LUSSEMBURGO, SVEZIA E CROAZIA I PAESI PIÙ VIRTUOSI

L'Unione europea nel suo insieme ha registrato perdite di introiti sull'Iva per 147,1 miliardi di euro, in calo di 10,5 miliardi rispetto al 2015, con una riduzione del gap dello 0,9%. I Paesi Ue in cui l'evasione dell'Iva è più bassa sono Lussemburgo (0,85%), Svezia (1,08%) e Croazia (1,15%). Il commissario europeo agli Affari economici, Pierre Moscovici, ha commentato così: «Una perdita di 150 miliardi di euro l'anno per i bilanci nazionali è inaccettabile, soprattutto quando 50 di questi miliardi finiscono nelle tasche di criminali, autori di frodi e probabilmente anche terroristi».

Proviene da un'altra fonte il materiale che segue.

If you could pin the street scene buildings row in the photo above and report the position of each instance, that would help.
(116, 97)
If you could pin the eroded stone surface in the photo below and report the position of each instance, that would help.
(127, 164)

IL PROGETTO DI RIFORMA VARATO DA BRUXELLES

Per tentare di contrastare l'evasione dell'Iva, la Commissione europea ha varato nel 2017 un progetto di riforma del sistema di riscossione negli scambi commerciali. Il testo prevede che l'Iva nelle vendite transfrontaliere venga versata al Paese di origine della merce, il cui governo poi deve farsi carico di trasferire il gettito al Paese dove il bene verrà effettivamente usato. Attualmente l'Iva andrebbe versata direttamente al Paese di destinazione, ma i casi di frode sono numerosi. In attesa che il Consiglio europeo si pronunci sulla questione, è già entrata in vigore una revisione delle norme che permette la raccolta dell'Iva sulle vendite online di servizi da parte del Paese dove i servizi stessi vengono effettivamente utilizzati. Lo stesso meccanismo verrà applicato in futuro anche alle merci vendute online.